7 day capsule wardrobe
I have chosen an assortment of pieces that amount for a week’s worth of outfits and an extra one just in case. I’ve stored the rest for the time being. This selection includes 7 thermals (it’s cold here), 5 shirts I can rewear if need be, a dress, 4 sweaters on rotation, 4 pants on rotation. Outside of that selection are my two big jackets and accessories.
You can make your own or buy them. They usually come with the days of the week (Pinterest has some nice ones you can print). However, I’ve discovered that choosing outfits for a particular day was too restrictive for me and that one hanger was not enough. I glued some post-its together and numbered them from one to seven. Each “day” has 3–4 hangers to fit the separate pieces of the outfit without getting them wrinkled.
Plan on laundry day
I’d recommend doing this after you have all your laundry ready. Start building your outfits and putting them in the assigned hangers. As some clothes are on rotation, just leave that space free for when you reuse items. You can hang them there once you have used them for the day. Check the weekly weather forecast and plan accordingly.
Keep accessories in a separate box
Instead of putting scarves, extra thighs, gloves, and more on an outfit’s hanger, I keep them in a small box. If it’s colder, I go to this section to grab the extras I need. If I don’t need them, they are kept neatly organized and out of the way.
Rinse and Repeat
It is up to you whether you change your assortment of clothes every week or whether you do laundry and repeat the same one. I am currently trying to use the same one, since a week’s assortment of outfits allows me infinite combinations and I get to know staples that I love. Try different things and see what works best for you.
Less choice, more freedom
I noticed the benefits of this process during the first week of my testing it. I no longer have to waste time every night planning my outfit, let alone on the day. It takes me about half an hour to lay out my clothes on the hangers, which is less than doing it otherwise. Having the outfits lay by numbers and not days gives me the freedom to still have some options as to my personal preference of the day but the wardrobe is small enough to prevent decision fatigue.

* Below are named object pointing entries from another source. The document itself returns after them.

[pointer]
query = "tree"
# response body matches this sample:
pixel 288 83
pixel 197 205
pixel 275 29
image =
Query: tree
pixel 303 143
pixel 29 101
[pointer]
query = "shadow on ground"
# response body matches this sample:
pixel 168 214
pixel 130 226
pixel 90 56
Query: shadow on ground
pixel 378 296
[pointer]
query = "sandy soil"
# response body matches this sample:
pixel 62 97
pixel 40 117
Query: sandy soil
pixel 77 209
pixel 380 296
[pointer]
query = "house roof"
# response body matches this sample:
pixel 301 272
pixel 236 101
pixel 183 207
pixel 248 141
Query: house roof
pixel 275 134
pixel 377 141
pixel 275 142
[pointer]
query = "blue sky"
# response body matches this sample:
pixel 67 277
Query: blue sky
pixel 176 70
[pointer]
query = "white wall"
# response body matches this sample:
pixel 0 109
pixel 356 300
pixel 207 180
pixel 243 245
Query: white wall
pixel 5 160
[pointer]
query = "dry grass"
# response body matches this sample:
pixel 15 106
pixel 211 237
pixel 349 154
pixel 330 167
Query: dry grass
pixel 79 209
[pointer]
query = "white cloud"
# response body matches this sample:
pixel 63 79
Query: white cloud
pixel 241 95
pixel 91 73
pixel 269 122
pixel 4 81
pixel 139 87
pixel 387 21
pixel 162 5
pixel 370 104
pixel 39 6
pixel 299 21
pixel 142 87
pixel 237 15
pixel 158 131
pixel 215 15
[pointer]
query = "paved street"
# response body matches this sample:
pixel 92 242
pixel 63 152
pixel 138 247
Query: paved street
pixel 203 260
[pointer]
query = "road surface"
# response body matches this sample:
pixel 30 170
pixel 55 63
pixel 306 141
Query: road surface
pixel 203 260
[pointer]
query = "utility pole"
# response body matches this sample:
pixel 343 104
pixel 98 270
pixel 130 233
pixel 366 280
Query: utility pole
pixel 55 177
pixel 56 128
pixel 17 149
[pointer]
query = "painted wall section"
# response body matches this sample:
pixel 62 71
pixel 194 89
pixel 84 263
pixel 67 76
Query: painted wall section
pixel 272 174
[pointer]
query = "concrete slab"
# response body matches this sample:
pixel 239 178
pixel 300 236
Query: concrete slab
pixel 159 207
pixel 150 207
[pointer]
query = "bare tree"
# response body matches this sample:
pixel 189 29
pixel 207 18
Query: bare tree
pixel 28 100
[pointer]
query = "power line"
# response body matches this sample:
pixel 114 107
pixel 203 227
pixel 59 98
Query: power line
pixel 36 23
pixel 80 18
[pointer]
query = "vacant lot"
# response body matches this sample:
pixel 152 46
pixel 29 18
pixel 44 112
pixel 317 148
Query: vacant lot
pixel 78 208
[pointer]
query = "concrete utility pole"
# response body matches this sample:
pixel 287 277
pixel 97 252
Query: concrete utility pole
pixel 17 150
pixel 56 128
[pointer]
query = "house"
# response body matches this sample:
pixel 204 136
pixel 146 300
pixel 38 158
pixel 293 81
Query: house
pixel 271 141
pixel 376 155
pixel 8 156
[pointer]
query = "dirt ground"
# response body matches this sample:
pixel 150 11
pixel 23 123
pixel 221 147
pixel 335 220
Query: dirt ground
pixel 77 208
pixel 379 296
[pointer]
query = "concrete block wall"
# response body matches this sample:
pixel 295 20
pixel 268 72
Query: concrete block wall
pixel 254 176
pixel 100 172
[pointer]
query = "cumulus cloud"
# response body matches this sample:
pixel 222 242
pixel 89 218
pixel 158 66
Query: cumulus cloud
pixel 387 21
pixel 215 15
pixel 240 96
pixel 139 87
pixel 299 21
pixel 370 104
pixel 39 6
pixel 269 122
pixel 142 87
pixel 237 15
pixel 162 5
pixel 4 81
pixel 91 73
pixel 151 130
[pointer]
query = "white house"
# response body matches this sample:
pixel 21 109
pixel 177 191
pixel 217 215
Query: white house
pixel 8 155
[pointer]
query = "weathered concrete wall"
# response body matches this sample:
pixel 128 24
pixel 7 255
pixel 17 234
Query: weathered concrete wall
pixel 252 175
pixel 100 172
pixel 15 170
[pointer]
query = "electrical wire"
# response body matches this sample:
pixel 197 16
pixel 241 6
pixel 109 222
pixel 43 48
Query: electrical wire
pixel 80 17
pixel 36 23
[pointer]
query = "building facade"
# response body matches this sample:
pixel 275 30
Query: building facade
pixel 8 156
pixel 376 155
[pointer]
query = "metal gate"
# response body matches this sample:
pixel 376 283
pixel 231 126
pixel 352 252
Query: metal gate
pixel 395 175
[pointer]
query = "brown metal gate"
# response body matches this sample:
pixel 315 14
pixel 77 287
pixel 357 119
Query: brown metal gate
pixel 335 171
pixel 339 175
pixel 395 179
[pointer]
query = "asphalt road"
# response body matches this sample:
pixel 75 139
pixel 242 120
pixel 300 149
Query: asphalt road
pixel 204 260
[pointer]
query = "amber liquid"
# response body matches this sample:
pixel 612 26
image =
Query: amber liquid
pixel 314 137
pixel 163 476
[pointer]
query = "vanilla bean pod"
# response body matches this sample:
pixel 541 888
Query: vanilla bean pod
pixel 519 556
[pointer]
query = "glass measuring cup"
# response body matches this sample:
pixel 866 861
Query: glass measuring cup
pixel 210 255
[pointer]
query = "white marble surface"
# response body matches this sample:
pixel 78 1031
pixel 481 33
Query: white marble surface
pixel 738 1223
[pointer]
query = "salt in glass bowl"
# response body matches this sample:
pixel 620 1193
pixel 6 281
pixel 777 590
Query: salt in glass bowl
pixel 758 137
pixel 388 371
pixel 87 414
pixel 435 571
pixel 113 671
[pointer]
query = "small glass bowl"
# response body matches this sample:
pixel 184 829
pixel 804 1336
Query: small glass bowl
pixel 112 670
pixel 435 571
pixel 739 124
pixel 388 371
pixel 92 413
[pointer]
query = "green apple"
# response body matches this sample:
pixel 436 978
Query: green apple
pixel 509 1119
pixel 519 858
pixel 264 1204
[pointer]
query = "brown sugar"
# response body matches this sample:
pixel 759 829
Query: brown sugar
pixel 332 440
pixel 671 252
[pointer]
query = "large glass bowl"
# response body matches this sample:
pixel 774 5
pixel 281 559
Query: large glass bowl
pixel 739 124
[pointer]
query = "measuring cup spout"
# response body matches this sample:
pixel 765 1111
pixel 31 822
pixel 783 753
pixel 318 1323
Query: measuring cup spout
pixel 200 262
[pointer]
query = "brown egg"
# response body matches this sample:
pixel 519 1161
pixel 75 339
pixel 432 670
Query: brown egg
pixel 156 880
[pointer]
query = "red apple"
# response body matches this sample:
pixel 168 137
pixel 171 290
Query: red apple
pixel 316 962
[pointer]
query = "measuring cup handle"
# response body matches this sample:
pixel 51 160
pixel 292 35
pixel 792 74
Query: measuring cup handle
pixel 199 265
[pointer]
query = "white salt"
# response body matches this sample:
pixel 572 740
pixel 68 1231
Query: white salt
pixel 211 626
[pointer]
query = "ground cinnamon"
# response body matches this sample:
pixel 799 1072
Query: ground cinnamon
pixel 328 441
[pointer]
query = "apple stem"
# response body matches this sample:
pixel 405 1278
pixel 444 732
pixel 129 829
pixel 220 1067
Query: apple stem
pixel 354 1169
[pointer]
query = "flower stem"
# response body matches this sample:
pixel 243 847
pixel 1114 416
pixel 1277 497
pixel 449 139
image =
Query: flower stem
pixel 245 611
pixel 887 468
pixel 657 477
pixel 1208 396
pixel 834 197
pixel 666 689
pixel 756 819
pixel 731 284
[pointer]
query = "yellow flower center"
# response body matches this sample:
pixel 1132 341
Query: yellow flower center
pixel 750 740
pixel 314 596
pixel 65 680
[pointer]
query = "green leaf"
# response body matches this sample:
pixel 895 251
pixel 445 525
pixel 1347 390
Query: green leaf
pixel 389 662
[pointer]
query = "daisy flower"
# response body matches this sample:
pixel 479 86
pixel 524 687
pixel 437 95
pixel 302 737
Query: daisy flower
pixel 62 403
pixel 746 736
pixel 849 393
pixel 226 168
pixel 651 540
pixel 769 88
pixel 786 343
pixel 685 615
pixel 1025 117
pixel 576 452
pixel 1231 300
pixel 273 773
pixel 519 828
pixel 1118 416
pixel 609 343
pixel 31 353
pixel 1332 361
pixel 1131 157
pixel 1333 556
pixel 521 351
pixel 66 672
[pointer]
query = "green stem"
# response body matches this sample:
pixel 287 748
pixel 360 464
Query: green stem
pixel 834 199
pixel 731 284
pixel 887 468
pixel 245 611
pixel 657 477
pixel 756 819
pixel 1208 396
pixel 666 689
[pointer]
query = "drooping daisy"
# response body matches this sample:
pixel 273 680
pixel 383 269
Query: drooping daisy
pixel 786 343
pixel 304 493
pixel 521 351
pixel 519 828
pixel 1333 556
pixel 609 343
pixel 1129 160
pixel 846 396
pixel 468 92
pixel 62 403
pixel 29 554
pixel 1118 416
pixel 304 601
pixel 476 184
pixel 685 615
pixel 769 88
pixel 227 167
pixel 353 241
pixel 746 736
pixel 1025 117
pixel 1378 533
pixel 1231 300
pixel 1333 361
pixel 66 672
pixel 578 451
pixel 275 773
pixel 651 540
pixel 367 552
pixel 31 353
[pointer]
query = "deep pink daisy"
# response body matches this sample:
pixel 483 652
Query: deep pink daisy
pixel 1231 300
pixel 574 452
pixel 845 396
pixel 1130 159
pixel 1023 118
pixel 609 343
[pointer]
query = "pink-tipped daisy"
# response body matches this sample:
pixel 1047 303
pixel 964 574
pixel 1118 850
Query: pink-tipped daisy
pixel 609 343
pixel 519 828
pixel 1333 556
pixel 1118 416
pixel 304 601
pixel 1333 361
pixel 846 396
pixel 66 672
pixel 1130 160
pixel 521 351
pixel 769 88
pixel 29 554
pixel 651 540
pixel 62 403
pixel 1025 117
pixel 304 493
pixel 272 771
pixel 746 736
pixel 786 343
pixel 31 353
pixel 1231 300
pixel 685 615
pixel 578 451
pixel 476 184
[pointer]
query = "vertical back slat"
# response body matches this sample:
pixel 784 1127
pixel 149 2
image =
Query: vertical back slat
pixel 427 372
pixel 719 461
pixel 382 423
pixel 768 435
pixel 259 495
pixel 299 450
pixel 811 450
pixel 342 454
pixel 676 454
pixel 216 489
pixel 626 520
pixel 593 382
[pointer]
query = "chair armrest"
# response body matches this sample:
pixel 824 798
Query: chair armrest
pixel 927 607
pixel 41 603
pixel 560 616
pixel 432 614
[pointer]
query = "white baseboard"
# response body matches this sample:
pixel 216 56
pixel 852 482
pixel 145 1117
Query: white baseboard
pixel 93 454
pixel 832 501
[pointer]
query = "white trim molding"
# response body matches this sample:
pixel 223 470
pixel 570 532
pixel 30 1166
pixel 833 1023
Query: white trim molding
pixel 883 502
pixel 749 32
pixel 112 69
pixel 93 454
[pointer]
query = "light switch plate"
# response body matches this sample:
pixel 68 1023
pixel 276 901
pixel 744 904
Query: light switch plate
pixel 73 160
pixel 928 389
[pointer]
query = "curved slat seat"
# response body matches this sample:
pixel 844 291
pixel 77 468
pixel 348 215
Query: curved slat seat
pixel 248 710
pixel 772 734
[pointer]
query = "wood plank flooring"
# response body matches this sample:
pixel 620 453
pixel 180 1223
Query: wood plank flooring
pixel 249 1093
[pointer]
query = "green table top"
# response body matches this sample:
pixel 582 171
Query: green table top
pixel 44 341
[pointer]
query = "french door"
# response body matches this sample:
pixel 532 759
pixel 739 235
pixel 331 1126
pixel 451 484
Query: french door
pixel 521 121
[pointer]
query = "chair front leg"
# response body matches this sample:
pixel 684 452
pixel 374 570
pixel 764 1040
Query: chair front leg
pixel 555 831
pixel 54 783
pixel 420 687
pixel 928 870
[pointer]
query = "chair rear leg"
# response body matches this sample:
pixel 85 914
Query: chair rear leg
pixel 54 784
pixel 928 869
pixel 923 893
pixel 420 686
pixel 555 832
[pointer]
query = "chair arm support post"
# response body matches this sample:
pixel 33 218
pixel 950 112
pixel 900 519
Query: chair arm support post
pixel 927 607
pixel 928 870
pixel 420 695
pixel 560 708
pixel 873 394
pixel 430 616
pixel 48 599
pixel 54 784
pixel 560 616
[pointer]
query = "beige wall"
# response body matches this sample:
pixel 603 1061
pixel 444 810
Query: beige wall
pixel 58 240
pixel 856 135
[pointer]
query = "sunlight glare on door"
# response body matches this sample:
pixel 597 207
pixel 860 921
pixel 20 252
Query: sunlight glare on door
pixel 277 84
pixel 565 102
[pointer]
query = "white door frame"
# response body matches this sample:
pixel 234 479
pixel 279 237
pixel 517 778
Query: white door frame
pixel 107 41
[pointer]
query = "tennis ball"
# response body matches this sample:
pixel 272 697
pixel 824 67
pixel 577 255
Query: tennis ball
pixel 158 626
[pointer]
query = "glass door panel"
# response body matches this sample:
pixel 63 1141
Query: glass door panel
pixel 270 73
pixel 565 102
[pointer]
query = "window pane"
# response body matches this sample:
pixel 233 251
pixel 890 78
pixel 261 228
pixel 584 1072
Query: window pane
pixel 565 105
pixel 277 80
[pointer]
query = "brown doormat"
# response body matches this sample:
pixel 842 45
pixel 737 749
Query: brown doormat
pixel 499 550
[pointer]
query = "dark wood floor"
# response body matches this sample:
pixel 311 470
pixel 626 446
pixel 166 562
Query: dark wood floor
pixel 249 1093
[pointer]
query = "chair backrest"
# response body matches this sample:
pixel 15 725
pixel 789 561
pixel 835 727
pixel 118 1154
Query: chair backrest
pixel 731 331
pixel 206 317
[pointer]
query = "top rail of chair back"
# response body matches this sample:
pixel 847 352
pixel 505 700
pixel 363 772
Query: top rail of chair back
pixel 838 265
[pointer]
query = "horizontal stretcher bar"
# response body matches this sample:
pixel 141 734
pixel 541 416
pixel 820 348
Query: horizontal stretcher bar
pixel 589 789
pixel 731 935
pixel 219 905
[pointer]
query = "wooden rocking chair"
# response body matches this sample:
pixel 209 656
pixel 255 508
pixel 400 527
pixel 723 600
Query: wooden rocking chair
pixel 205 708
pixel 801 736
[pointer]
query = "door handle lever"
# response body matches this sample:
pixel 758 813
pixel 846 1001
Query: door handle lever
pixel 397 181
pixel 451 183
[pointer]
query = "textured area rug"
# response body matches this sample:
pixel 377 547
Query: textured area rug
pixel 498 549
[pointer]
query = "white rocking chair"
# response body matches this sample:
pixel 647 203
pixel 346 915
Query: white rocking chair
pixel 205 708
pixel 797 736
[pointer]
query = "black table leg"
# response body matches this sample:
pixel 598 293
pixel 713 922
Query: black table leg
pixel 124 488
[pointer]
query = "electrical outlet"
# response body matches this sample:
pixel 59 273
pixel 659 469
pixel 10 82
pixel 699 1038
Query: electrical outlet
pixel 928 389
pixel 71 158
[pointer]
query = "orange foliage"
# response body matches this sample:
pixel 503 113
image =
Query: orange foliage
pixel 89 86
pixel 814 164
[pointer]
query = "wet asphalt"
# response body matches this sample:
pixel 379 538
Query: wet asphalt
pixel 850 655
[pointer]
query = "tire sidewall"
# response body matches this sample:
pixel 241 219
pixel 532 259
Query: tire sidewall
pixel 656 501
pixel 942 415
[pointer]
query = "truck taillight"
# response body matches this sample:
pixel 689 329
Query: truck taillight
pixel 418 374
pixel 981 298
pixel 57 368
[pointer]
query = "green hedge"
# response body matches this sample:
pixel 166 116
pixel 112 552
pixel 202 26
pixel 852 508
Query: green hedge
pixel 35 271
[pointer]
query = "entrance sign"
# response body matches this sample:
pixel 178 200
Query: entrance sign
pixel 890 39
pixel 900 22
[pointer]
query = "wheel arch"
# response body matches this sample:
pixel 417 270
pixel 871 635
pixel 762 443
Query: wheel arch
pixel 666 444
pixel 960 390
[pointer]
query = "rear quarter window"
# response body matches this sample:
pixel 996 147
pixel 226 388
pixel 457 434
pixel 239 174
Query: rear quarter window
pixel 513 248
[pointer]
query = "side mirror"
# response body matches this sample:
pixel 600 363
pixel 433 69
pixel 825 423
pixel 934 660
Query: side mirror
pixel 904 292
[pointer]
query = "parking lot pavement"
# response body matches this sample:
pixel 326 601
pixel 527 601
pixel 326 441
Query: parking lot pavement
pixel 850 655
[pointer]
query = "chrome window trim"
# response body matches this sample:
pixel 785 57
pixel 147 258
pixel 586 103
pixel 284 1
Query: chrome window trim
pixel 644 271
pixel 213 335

It takes me 5 seconds each morning to decide what to wear
This method has made my mornings more productive but also my nights as I no longer have to constantly think of my outfits. Likewise, it has made me realize that I have more than enough. Seven outfits on rotation have variety, spontainety, but are quite minimal.
After this experiment, which I will continue, I have set the goal to downsize to a weekly setup for each season (and one or two extra outfits). I don’t plan to get rid of my clothes as I do love them and get much use of them but I have decided to not buy anything else and wear them until I can’t anymore. A weekly capsule wardrobe has given me peace of mind and a new tranquility to my morning routine.